If you know me at all, you will know I am a very black and white thinker.
Or at least I have been.
I’m working on it.
I have discovered many opportunities I may have missed in my life because of my black and white thinking. I have made many decisions based on thinking something like this…
“Well, if I don’t want that; surely this is what I want.”
And I couldn’t have been further than the truth.
Here’s an example.
There were things I believed were missing in my marriage. I wanted a partner who I shared specific interests with…being creative was one. My ex has this aspect inside but rarely uses it. He and I played Pictionary once many years ago and I still tell people he’s the one you want for a partner, if you’re going to play that game because everything will look exactly like it’s supposed to. He used to take photos but doesn’t really any more. I’m not sure why.
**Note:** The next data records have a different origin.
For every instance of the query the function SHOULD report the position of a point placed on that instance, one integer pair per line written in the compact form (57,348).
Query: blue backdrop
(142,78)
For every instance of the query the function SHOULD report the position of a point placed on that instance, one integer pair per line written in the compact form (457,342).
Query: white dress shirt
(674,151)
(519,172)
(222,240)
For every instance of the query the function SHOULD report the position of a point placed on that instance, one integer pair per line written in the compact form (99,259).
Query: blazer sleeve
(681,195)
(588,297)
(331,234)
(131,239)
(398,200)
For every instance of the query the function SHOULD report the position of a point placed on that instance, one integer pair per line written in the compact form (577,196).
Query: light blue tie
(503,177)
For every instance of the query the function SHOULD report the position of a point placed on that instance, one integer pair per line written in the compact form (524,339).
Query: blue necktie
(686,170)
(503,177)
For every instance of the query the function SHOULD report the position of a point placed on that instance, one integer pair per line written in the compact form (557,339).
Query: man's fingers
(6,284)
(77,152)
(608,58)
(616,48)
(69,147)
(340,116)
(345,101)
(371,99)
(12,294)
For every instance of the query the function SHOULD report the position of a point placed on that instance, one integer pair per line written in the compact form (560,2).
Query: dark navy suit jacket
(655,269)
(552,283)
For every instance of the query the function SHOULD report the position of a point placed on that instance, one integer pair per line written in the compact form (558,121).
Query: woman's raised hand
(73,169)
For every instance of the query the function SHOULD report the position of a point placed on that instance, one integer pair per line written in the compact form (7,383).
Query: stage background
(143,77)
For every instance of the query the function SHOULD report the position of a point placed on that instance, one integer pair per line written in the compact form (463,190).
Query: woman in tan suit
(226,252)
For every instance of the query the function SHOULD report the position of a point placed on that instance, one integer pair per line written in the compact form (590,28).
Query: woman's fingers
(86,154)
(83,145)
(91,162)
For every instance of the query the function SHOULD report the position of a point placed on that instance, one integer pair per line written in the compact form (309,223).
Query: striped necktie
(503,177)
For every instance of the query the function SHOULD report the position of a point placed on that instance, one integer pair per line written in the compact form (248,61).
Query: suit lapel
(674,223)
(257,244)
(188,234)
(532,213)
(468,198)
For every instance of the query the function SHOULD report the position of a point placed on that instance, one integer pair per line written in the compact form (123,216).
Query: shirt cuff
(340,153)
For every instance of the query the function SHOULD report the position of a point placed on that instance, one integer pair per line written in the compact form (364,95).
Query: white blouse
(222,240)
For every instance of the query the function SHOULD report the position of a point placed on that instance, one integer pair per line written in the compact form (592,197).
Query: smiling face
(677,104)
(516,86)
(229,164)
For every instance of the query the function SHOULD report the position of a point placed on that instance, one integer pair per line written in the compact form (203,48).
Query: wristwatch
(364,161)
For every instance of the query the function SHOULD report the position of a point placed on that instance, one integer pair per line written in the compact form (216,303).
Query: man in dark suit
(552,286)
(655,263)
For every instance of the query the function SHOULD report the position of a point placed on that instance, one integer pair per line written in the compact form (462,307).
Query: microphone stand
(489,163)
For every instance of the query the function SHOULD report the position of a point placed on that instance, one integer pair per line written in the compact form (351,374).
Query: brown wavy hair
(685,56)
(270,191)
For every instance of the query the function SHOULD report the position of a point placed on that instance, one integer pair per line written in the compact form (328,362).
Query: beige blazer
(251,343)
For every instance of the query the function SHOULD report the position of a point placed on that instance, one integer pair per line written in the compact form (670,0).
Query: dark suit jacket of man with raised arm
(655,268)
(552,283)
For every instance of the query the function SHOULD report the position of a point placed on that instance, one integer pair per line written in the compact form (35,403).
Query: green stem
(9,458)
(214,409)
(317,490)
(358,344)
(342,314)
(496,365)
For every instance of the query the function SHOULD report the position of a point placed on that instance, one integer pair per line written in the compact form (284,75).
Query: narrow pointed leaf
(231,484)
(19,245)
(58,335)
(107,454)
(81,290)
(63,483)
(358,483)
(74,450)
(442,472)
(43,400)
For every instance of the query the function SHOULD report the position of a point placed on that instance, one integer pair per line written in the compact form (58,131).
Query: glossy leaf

Another one was a sense of adventure. I wanted someone who wanted to try new things and wanted to get out and about rather than sitting home all the time. He was a bit of a homebody and rarely wanted to try something new.
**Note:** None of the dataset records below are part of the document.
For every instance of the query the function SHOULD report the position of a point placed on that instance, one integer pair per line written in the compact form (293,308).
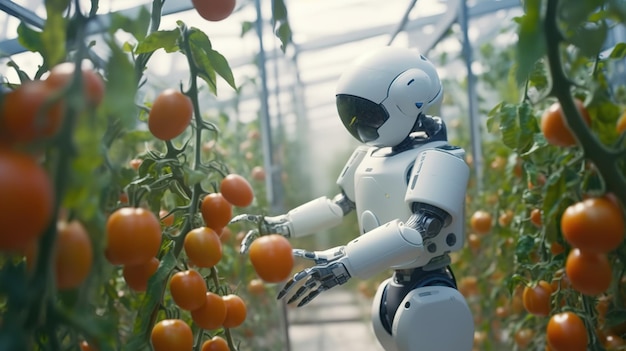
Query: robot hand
(330,270)
(265,225)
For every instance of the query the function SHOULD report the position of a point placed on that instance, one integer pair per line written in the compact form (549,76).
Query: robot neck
(426,129)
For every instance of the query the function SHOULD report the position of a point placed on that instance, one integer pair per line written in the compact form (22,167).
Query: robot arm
(436,193)
(313,216)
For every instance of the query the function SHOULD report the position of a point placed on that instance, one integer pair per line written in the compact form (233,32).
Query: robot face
(380,97)
(361,117)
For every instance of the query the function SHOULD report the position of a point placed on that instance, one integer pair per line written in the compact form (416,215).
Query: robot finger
(247,218)
(293,281)
(247,240)
(309,285)
(313,294)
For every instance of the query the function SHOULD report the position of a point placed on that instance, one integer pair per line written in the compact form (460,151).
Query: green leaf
(29,38)
(162,39)
(54,35)
(575,12)
(246,26)
(618,52)
(208,61)
(531,44)
(527,127)
(589,39)
(615,317)
(151,300)
(279,10)
(137,26)
(119,97)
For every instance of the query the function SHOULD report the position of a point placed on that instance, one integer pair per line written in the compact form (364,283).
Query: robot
(407,186)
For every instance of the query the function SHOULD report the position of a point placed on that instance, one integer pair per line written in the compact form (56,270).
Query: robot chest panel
(380,188)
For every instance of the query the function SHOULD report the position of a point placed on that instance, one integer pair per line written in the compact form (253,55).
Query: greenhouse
(418,175)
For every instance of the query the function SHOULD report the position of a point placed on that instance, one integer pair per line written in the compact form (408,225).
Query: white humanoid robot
(407,186)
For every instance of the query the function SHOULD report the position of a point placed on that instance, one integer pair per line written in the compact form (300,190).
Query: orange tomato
(216,343)
(27,200)
(73,255)
(170,114)
(214,10)
(272,257)
(203,247)
(216,211)
(137,276)
(92,84)
(620,125)
(535,217)
(256,287)
(594,224)
(505,218)
(211,314)
(225,235)
(133,236)
(236,311)
(237,190)
(536,298)
(28,113)
(554,127)
(481,222)
(566,332)
(523,337)
(171,334)
(135,163)
(167,221)
(188,289)
(588,272)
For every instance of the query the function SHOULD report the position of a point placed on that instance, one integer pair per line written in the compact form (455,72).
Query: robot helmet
(381,96)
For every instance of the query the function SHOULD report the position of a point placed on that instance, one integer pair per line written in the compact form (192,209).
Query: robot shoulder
(346,178)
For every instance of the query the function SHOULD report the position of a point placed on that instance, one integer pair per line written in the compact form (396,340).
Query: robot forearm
(388,246)
(314,216)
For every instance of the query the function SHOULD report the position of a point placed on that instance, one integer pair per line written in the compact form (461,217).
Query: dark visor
(361,117)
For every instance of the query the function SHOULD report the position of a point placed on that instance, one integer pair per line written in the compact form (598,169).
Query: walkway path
(337,319)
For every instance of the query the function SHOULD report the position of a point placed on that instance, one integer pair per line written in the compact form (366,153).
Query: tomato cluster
(31,115)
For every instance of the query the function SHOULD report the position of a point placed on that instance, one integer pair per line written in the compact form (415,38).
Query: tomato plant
(74,150)
(203,247)
(537,299)
(137,276)
(216,211)
(236,310)
(171,334)
(188,289)
(588,272)
(30,112)
(272,258)
(554,125)
(237,190)
(216,343)
(28,199)
(73,254)
(594,224)
(133,236)
(91,83)
(481,222)
(211,314)
(566,331)
(170,114)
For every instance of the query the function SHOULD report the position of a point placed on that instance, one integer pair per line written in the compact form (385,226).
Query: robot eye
(361,117)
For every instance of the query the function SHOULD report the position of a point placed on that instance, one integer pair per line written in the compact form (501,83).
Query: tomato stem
(606,160)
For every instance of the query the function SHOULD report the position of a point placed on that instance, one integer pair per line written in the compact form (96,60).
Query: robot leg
(422,310)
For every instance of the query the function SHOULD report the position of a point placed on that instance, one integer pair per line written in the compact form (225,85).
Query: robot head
(381,96)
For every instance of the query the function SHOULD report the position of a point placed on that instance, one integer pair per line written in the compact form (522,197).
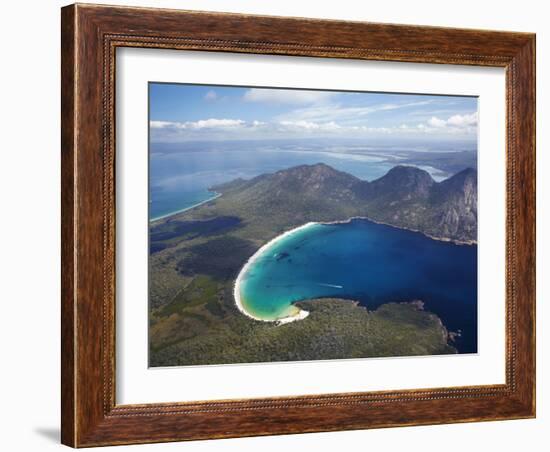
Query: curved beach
(301,313)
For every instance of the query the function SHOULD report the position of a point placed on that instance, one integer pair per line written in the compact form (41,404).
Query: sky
(181,113)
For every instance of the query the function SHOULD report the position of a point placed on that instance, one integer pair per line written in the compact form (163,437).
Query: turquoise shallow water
(370,263)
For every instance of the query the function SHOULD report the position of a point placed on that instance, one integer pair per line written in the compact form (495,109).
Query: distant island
(195,257)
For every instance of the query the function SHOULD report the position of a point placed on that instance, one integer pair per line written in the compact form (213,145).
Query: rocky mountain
(406,197)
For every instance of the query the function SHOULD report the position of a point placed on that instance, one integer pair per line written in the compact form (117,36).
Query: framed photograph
(282,225)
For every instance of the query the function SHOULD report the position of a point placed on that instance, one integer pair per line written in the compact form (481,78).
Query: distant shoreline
(425,234)
(171,214)
(302,314)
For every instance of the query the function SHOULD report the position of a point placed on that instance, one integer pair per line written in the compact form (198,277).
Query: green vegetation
(335,329)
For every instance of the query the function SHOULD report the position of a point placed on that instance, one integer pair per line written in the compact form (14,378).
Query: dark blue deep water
(370,263)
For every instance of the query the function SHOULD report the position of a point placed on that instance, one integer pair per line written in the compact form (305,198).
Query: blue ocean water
(370,263)
(179,180)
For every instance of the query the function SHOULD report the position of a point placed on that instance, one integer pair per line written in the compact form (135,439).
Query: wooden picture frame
(90,36)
There were other things as well…a desire to talk about and explore spirituality…alternative ways to view illness and disease and a desire to heal our pain…a desire to grow as a person. In my mind, he didn’t possess these qualities so the relationship was broken.
Recently, I went on a date with someone. The sparks were there in all our conversations prior to the actual date. He had many of the qualities and interests I felt I wanted in a partner. Within minutes on our date, I knew I had been thinking about this all wrong. Every quality…every interest shows up in varying degrees…shades of gray. We can have too much or too little of anything. For example, this man was really into play and being creative and I was really excited about that.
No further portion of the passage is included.